In practice, many OAuth implementations have significant weaknesses:

Tokens that don’t expire. Some applications issue OAuth tokens with very long (or no) expiration periods. A token stolen in February might still be valid in April. Vercel’s breach timeline suggests this was the case — the Lumma infection was in February, the breach was discovered in April.

Overly broad scopes. OAuth allows apps to request specific permissions. An app that needs to read your calendar doesn’t need access to your email. But many apps request maximum permissions by default, and users click through consent screens without scrutinizing scope.

No notification on use. Unlike password logins, OAuth token usage typically doesn’t generate the kind of security alerts that alert users to unauthorized access.
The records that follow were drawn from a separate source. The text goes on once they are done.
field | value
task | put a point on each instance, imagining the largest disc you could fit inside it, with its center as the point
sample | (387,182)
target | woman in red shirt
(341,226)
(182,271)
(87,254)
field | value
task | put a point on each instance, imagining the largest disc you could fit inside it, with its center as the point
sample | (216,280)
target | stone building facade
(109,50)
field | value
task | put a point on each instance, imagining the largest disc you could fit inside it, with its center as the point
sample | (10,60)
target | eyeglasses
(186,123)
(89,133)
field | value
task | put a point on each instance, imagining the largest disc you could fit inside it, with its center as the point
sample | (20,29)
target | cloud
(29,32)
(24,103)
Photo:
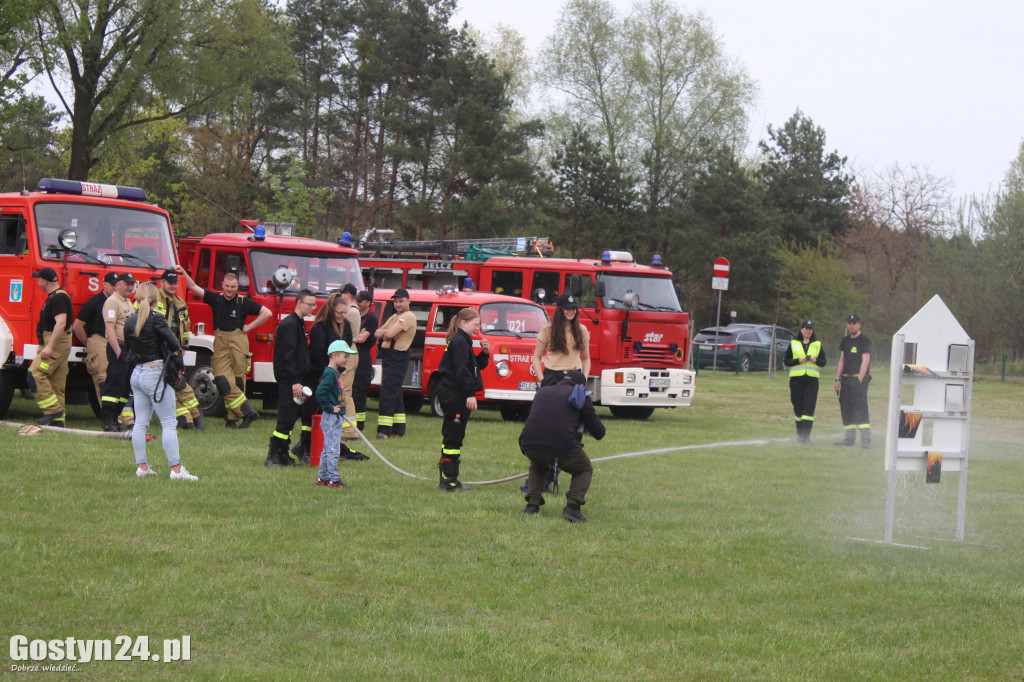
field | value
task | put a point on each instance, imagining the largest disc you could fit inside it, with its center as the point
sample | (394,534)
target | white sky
(936,84)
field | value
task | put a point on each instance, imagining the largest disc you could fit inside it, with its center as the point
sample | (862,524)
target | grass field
(731,562)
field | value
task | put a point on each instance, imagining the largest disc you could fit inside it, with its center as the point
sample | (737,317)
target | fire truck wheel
(201,379)
(631,413)
(6,390)
(414,402)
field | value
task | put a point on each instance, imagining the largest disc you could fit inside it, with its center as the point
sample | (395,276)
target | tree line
(380,115)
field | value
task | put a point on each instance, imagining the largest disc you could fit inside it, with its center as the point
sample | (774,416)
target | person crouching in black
(558,418)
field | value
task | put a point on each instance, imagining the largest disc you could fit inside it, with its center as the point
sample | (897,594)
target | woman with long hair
(150,340)
(325,331)
(562,345)
(460,382)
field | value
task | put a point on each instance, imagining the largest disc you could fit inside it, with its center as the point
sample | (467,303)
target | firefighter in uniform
(350,331)
(116,310)
(88,329)
(49,369)
(173,307)
(805,359)
(365,343)
(852,377)
(395,336)
(230,344)
(291,365)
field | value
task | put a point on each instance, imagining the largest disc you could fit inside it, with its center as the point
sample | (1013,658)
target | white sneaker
(183,474)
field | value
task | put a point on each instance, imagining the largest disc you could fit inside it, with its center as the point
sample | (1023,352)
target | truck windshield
(322,274)
(110,235)
(654,293)
(509,318)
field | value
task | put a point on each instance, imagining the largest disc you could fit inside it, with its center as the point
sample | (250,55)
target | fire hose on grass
(660,451)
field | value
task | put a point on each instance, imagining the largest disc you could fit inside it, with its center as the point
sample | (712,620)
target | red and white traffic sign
(721,267)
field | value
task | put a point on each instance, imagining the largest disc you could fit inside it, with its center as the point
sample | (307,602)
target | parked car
(750,345)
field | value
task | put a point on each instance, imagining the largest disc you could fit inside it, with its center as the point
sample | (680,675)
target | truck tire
(624,412)
(6,390)
(413,401)
(211,403)
(435,402)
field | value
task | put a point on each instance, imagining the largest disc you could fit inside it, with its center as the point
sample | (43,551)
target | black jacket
(322,335)
(153,342)
(291,351)
(460,369)
(553,422)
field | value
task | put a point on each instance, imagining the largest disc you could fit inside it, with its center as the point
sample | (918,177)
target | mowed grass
(730,562)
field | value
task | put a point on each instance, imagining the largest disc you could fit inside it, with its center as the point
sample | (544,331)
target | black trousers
(391,410)
(454,423)
(574,463)
(116,388)
(804,395)
(853,401)
(288,413)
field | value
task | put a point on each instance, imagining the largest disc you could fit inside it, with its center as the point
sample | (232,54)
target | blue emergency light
(51,186)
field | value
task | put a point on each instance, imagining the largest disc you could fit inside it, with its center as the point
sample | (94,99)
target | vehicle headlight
(68,239)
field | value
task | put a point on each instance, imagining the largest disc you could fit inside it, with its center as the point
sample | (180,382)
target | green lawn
(729,562)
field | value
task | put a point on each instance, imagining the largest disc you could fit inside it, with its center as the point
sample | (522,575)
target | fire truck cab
(509,324)
(271,269)
(639,334)
(82,230)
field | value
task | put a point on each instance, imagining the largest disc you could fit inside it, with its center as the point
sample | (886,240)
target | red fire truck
(271,269)
(509,324)
(639,334)
(82,230)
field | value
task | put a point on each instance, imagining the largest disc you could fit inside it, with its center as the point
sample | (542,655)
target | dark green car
(745,346)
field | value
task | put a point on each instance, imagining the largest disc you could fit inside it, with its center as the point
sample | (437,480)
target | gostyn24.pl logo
(88,650)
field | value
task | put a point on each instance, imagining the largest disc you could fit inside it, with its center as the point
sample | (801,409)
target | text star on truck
(639,335)
(82,230)
(271,269)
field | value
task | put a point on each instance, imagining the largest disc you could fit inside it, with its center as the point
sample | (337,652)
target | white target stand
(930,385)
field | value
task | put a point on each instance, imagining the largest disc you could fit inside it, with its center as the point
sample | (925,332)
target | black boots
(449,469)
(850,438)
(249,415)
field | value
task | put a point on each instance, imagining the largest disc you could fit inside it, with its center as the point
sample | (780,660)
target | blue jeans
(331,425)
(143,383)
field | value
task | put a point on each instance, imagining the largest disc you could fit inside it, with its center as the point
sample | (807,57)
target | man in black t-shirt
(49,369)
(89,329)
(852,377)
(229,363)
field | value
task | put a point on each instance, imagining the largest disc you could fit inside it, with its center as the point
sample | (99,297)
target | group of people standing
(805,357)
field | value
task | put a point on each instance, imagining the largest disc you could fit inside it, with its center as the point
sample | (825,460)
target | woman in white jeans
(146,335)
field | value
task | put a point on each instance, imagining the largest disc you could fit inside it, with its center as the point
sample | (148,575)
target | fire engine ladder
(468,249)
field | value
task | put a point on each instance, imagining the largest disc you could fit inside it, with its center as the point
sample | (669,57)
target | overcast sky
(937,84)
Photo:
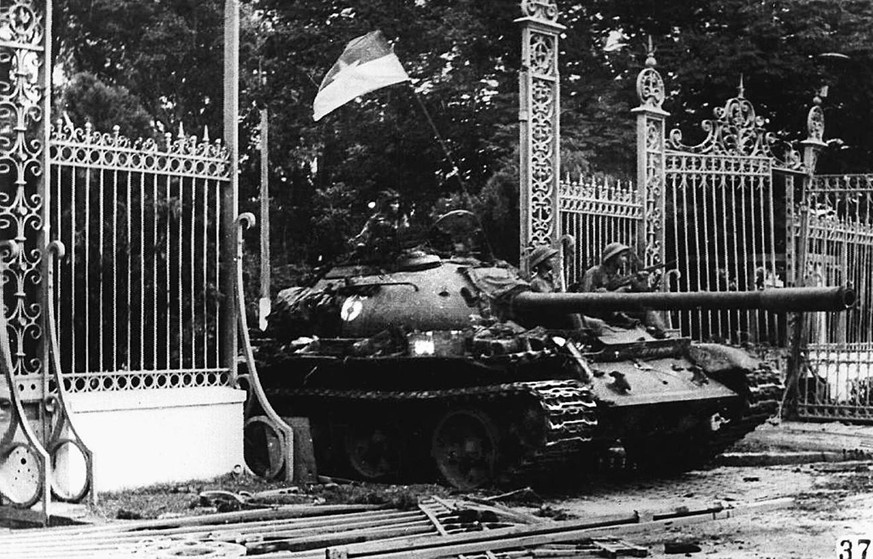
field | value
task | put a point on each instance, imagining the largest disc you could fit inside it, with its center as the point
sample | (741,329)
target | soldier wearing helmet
(608,274)
(379,237)
(599,277)
(541,265)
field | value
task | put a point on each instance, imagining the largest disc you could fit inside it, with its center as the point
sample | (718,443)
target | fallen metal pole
(510,538)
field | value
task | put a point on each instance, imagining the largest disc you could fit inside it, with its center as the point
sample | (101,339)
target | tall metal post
(651,120)
(229,201)
(539,118)
(812,146)
(264,303)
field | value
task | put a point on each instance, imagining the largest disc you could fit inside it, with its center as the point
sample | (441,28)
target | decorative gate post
(797,249)
(229,202)
(539,117)
(651,119)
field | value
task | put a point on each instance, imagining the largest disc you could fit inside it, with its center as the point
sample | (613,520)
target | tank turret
(439,365)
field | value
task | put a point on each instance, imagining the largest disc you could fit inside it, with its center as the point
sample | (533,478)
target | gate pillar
(539,118)
(651,121)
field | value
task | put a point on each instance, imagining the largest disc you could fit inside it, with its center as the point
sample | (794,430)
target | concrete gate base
(144,437)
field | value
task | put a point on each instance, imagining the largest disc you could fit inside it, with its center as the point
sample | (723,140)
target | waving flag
(368,63)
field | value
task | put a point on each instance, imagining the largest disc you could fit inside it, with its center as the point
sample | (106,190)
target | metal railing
(839,249)
(139,295)
(595,211)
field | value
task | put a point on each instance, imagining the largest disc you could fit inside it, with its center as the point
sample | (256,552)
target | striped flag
(367,64)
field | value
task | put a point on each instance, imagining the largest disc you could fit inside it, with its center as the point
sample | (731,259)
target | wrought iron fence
(839,250)
(138,292)
(595,211)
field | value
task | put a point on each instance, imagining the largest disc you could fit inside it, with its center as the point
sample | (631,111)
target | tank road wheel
(465,448)
(374,451)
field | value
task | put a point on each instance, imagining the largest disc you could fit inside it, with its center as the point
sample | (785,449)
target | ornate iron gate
(838,244)
(139,295)
(595,211)
(717,208)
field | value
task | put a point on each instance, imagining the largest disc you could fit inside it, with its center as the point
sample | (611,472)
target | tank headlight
(422,344)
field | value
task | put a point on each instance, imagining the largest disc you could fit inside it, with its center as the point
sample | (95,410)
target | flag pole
(446,151)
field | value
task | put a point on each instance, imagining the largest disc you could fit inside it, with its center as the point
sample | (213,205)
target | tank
(434,365)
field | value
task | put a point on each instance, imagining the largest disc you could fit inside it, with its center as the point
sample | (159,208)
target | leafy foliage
(463,56)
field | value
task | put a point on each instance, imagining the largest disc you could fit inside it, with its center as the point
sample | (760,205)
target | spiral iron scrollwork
(650,88)
(737,131)
(22,63)
(815,123)
(540,9)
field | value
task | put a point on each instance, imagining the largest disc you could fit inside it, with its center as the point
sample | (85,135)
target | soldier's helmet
(612,250)
(540,254)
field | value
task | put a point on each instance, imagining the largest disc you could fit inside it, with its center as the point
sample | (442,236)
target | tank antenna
(455,171)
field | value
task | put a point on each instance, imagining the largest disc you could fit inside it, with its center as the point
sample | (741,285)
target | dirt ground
(825,502)
(829,501)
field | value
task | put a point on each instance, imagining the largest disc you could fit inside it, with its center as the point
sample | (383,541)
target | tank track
(569,409)
(765,394)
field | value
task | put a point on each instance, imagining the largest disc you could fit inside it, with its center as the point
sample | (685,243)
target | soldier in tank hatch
(541,264)
(609,276)
(379,237)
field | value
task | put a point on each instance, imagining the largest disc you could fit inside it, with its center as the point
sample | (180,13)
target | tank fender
(717,359)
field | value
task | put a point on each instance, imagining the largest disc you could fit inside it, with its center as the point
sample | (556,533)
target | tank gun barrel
(787,299)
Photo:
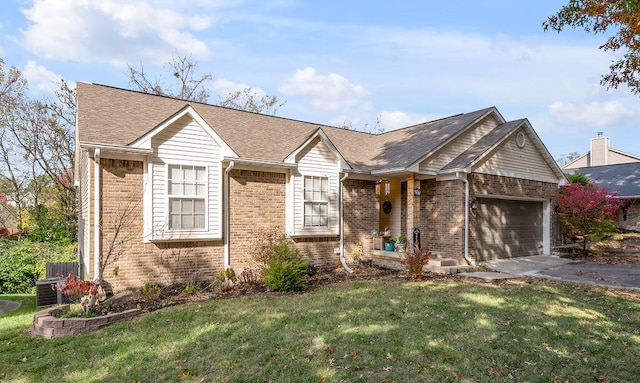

The Vercel employee whose Google account was hijacked may have had no indication anything was wrong.

What Developers Should Do Now

The Vercel breach should prompt a security audit of every AI tool in your development workflow that has OAuth access to your work accounts.

Audit your OAuth connections immediately. For Google: go to myaccount.google.com/security → “Third-party apps with account access.” For GitHub: Settings → Applications → “Authorized OAuth Apps.” Revoke anything you don’t actively use.

Apply the principle of least privilege. When connecting new tools, review the OAuth scope they’re requesting. If a note-taking app is asking for access to your email, that’s a red flag. Revoke and find an alternative that requires only the permissions it actually needs.

Use separate Google accounts for sensitive work. Many developers now maintain a secondary Google account for third-party tool connections, keeping it separate from the account that has access to production systems.

Ask your AI tools about their security posture. If a startup’s product has OAuth access to your work accounts, they’re a security dependency. Ask them about their MFA policy, their token expiration practices, and whether they’ve been through a security audit. If they can’t answer, that’s an answer.

Assume credentials are compromised until proven otherwise. If you used Context AI and connected it to your work Google account, treat those credentials as potentially compromised and rotate them — regardless of whether Vercel has told you that you’re specifically affected.

The AI tooling ecosystem is young, fast-moving, and largely unvetted from a security standpoint. The Vercel breach is the first high-profile casualty of that risk. It will not be the last.